Show that $\lambda$ is eigenvalue of a normal $A$ if and only if $\bar \lambda$ is eigenvalue of $A^*$

Even though this question is very old, I thought I would give an answer to show a different, more algebraic approach.

Since $A$ is a normal matrix it can be shown that:

1) $||A\overrightarrow{z}|| = ||A^*\overrightarrow{z}||$

2) $ A - \lambda I $ is normal

Given that $\lambda$ is an eigenvalue with some corresponding eigenvector $\overrightarrow{z}$, then observe the following:

$$A\overrightarrow{z} = \lambda \overrightarrow{z} $$ $$A\overrightarrow{z} - \lambda \overrightarrow{z} = \overrightarrow{0} $$ $$(A - \lambda I)\overrightarrow{z} = \overrightarrow{0} $$ $$||(A - \lambda I )\overrightarrow{z}|| = 0 $$ $$||(A - \lambda I)^*\overrightarrow{z}|| = 0 $$ $$||(A^* - \overline{\lambda} I)\overrightarrow{z}|| = 0 $$ $$||A^*\overrightarrow{z} - \overline{\lambda}\overrightarrow{z}|| = 0 $$

From which we can conclude that $A^*\overrightarrow{z} = \overline{\lambda}\overrightarrow{z}$ as required. The if and only if can be shown the exact same way essentially.

It is also interesting to observe that the eigenvector remains the same even when the eigenvalue changes.
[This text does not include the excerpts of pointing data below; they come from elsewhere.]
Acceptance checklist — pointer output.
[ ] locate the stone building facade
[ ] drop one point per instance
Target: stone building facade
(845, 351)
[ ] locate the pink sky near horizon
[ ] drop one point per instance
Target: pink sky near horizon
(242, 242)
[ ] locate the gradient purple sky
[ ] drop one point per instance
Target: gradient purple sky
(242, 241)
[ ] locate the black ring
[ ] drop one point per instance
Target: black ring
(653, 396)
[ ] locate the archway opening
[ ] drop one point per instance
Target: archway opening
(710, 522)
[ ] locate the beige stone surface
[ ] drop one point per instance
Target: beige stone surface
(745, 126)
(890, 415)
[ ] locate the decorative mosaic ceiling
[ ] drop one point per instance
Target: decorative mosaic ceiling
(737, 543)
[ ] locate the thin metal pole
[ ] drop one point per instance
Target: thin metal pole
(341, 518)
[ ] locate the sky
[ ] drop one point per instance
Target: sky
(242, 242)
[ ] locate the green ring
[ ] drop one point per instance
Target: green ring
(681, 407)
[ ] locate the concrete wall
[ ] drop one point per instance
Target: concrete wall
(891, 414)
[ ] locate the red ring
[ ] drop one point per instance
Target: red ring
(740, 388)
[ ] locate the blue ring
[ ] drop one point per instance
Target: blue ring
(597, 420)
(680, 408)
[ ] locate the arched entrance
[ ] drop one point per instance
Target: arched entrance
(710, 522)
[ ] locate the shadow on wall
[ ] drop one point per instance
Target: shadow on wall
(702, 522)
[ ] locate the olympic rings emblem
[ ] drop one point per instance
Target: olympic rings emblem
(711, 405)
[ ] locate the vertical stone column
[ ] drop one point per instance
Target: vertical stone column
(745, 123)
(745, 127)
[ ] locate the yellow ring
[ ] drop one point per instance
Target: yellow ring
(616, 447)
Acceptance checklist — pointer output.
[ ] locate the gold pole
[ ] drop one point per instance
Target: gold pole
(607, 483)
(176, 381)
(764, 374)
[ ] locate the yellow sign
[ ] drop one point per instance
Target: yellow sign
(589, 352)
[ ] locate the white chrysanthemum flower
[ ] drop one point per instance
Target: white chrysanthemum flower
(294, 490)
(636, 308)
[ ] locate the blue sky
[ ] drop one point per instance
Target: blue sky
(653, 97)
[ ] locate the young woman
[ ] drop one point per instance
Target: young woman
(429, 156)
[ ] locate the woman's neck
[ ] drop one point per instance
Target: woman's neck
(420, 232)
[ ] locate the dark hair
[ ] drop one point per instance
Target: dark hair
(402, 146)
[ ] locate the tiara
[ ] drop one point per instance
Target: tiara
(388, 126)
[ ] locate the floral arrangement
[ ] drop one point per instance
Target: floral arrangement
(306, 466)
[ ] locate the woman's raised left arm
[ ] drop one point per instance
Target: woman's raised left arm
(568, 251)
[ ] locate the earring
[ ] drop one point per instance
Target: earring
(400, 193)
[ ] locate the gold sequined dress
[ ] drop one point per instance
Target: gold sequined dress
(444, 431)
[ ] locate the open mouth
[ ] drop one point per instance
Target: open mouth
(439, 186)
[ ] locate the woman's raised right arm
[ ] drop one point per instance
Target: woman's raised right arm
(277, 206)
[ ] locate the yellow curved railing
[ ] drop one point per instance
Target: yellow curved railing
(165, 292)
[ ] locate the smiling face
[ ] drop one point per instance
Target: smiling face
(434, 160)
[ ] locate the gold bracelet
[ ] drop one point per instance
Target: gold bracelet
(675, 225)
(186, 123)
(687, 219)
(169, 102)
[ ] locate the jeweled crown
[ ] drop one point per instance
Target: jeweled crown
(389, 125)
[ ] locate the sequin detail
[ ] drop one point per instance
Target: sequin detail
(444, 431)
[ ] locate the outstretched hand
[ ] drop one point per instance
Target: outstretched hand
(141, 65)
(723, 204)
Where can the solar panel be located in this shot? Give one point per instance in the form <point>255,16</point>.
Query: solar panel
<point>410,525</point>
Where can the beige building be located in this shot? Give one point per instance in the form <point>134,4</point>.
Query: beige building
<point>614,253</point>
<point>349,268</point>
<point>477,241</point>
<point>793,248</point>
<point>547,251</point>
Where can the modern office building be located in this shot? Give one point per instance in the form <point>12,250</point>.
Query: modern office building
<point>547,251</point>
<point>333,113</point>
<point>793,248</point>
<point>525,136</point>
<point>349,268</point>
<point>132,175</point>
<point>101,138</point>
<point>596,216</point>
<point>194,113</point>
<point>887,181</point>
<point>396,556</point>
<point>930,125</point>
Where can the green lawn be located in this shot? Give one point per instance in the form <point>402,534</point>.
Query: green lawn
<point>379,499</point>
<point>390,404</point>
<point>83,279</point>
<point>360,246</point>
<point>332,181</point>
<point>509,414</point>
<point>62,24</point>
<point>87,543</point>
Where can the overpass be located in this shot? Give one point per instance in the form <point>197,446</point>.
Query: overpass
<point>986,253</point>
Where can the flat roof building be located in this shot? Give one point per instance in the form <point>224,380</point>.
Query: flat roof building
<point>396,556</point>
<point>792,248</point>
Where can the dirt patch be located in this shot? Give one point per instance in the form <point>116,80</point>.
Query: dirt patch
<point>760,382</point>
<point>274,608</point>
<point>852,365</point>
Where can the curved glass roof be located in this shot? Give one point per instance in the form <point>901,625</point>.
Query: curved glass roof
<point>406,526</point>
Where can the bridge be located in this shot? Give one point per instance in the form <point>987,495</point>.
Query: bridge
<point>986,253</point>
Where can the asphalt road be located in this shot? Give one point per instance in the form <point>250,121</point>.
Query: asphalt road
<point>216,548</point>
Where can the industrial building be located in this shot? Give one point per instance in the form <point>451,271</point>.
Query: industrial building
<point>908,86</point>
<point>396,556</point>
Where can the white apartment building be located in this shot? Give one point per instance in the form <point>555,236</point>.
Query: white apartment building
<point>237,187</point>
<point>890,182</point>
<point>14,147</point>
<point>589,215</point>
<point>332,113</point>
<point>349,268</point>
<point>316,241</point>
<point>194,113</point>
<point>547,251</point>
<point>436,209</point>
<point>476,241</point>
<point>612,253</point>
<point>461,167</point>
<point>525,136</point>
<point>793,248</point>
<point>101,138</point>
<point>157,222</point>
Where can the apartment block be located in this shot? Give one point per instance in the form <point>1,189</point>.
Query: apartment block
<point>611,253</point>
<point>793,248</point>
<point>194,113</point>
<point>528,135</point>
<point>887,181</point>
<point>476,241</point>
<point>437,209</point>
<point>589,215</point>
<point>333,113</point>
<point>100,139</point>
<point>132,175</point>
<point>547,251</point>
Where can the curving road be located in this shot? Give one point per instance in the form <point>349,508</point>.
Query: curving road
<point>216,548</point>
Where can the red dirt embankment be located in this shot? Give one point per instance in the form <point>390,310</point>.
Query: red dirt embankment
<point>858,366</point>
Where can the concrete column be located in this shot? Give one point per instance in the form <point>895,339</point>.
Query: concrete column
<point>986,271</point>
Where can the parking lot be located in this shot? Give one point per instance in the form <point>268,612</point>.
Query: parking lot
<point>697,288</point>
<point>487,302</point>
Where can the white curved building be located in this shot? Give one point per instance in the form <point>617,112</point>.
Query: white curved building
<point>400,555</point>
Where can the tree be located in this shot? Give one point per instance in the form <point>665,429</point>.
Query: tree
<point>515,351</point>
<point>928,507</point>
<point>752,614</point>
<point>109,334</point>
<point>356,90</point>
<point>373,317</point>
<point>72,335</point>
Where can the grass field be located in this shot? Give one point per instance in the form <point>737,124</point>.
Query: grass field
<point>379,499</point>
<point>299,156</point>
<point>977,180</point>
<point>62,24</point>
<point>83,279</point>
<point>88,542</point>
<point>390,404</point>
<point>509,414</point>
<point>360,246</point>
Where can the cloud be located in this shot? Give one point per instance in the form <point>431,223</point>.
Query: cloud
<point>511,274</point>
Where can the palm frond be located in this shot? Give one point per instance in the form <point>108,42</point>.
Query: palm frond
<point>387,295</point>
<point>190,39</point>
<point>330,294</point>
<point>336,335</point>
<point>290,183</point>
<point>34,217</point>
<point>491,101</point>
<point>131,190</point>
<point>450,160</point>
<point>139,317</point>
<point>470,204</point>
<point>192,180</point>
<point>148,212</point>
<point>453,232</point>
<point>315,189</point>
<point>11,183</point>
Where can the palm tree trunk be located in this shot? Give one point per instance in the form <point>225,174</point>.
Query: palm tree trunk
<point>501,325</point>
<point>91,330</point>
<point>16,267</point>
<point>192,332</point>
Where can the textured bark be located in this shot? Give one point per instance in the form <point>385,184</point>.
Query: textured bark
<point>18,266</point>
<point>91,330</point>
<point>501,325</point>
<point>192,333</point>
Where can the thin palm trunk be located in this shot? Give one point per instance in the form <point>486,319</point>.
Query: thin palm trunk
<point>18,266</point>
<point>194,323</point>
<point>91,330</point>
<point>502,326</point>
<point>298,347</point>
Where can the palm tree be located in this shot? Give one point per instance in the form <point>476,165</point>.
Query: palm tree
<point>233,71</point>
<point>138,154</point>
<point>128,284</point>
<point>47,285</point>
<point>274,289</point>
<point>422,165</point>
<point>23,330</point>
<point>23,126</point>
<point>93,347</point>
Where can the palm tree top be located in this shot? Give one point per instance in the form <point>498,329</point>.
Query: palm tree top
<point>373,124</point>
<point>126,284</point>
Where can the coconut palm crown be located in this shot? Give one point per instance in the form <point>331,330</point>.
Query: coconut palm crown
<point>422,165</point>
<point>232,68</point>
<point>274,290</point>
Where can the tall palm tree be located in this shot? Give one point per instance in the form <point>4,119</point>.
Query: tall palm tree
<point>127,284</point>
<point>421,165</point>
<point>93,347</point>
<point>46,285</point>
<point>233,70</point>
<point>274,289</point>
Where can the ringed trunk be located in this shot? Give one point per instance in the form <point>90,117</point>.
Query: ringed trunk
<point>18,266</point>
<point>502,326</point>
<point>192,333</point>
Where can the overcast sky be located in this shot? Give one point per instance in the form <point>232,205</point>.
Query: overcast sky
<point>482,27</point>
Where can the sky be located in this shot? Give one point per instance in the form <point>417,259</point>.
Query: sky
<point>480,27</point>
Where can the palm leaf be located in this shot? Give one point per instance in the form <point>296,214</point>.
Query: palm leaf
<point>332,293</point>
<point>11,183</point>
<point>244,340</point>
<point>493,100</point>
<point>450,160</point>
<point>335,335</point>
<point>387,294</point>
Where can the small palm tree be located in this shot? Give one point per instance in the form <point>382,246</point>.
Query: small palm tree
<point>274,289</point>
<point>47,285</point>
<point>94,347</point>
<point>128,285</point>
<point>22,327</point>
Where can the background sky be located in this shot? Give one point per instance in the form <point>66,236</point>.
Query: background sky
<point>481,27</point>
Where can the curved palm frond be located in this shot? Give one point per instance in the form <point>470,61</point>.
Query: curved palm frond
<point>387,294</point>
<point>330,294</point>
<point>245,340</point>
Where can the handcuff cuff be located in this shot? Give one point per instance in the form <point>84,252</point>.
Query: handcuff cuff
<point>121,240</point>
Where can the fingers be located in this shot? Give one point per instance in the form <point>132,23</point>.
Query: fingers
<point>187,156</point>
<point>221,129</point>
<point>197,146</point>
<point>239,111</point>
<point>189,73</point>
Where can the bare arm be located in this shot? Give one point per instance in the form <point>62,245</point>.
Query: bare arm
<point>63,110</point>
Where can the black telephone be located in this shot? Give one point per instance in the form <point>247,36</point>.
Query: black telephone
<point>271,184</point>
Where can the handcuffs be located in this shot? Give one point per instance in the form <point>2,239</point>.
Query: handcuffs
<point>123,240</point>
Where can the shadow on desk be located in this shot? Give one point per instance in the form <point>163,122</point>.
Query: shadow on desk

You can simply use that a matrix $A$ and its transpose have the same eigenvalues (they have the same characteristic and minimal polynomials), and that conjugating a matrix gives the complex conjugate characteristic polynomial, whose roots are complex conjugates of those of the original. So the stated property holds for any complex matrix$~A$; being normal is a red herring.